Rosane Frigeri: Uma ouvinte de histórias

Do dia a dia na reportagem às atividades como voluntária, a jornalista discorre sobre a arte de escutar o outro

Rosane Frigeri - Reprodução/Arquivo pessoal

O Correio do Povo não seria o único trabalho da guria de 17 anos que saiu de Caxias do Sul para cursar Jornalismo na PUC, em Porto Alegre. Mas, certamente, seria o emprego que marcaria sua carreira, lhe daria experiência e a transformaria na profissional e também na pessoa que é hoje. A menina lia as páginas do periódico, que era assinado pelo seu Antonio Frigeri e pela dona Érica Therezinha Arenhart Frigeri, chegando todos os dias na casa da família, e sonhava: "um dia quero trabalhar nesse jornal". E não é que ela sabia mesmo das coisas?

Aproximadamente cinco décadas depois, Rosane Frigeri pode contar por mais de hora sobre as histórias vividas na redação da Caldas Júnior. E foram tantas, que faltariam páginas para descrever, mas, claro, isso se a eterna repórter não soubesse resumir tão bem as mais interessantes. Ela relembra com nostalgia - porém, sem clima melancólico - como realizou o sonho de conquistar a vaga na sucursal de Porto Alegre do jornal, após recusar uma primeira oferta de atuar na praça de Caxias do Sul e apostar na espera por uma oportunidade na Capital. A infância e a adolescência de muita alegria, festas e amigos foram o suficiente de Serra: ela tinha ânsia de explorar novos ares.

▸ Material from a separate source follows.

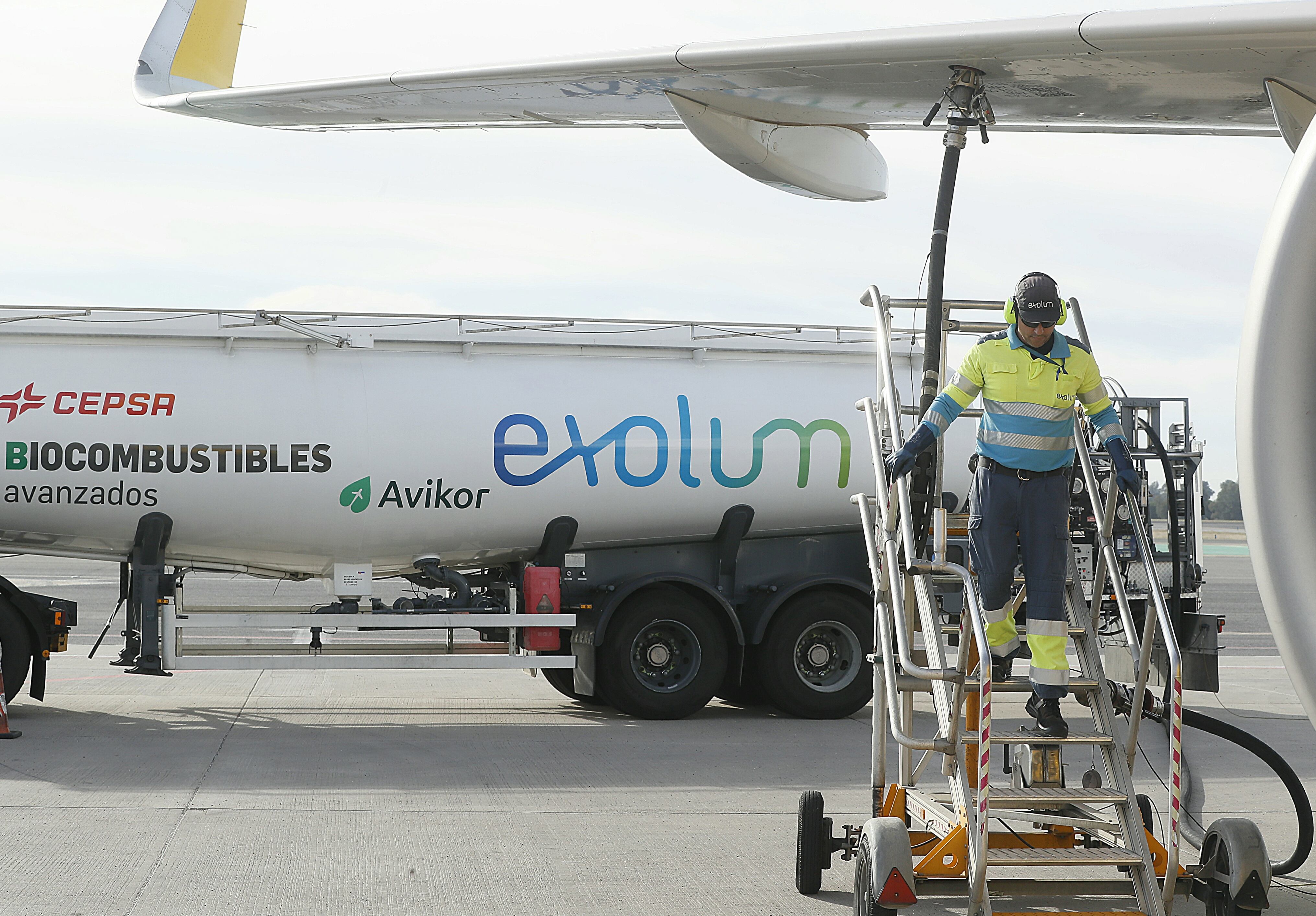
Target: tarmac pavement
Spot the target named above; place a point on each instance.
(476, 793)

E conseguiu. Ganhou espaço no jornalismo porto-alegrense e passou, ao longo de sua trajetória, por locais como o Museu de Comunicação do Rio Grande do Sul, a seccional gaúcha da Ordem dos Advogados do Brasil (OAB-RS), o Senac, a Revista Voto e órgãos governamentais. No entanto, a jornalista é categórica ao afirmar que, apesar de todo o carinho pelos outros ambientes de trabalho, foi no Correio do Povo que cresceu como profissional. Cada degrau que galgou, passando por todos os níveis de cargos para repórteres, inclusive fazendo matérias especiais, a fez chegar à chefia. Foi, então, que aprendeu a comandar e se divertiu a cada história que um repórter trazia para a redação, instigando sua memória das coberturas externas. "Para mim, o Jornalismo é uma grande diversão", observa Rosane. 

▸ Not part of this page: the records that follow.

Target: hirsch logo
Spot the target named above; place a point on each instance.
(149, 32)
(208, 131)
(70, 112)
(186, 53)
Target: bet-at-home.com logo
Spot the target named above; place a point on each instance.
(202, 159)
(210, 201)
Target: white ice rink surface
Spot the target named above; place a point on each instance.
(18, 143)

Até hoje, a profissional conserva amizades feitas no tradicional periódico gaúcho, com as quais dividiu a rotina - na verdade, a falta dela - de uma imprensa 'raiz', na qual era preciso correr atrás dos preciosos furos de reportagem. Tudo isso em meio a uma redação com muita fumaça de cigarro, ritmo frenético e referências para sua carreira. Sim, as inspirações da jornalista não estavam em São Paulo, Rio de Janeiro ou nos noticiários internacionais. Cláudio Thomas, Marcelo Rech, Ema Belmonte e Denise Nunes foram alguns dos colegas da Caldas Júnior que a ensinaram, de diversas formas, e dos quais lembra de uma forma afetuosa - alguns mantendo o contato e a proximidade, seja para tomar um vinho, assistir a um jogo do Juventude (seu segundo time do coração, após o preferido: Corinthians) ou passear na praia.

Repórter maluca

Não entendeu errado quem leu a retranca sobre Rosane e sua vivência na reportagem - e também não é um julgamento. A própria profissional se define como "uma repórter maluca". E ela explica o adjetivo que atribui a si mesma, contando do trabalho que deu, em muitas ocasiões, a colegas fotógrafos. O motivo? As ideias ousadas de ir a lugares que não eram comumente visitados, buscar fontes inacessíveis e fazer perguntas audazes. Ela cobriu desde um desfile de escola de samba - como integrante da agremiação - ao Pantanal. Atualmente, a facilitação de contatos e entrevistas por meio da internet e das redes sociais, meio em que a profissional também tem conhecimento, não fornecem as mesmas experiências que teve quando saía para a rua e reportava Porto Alegre, o Rio Grande do Sul e o mundo a partir do que via, ouvia e sentia.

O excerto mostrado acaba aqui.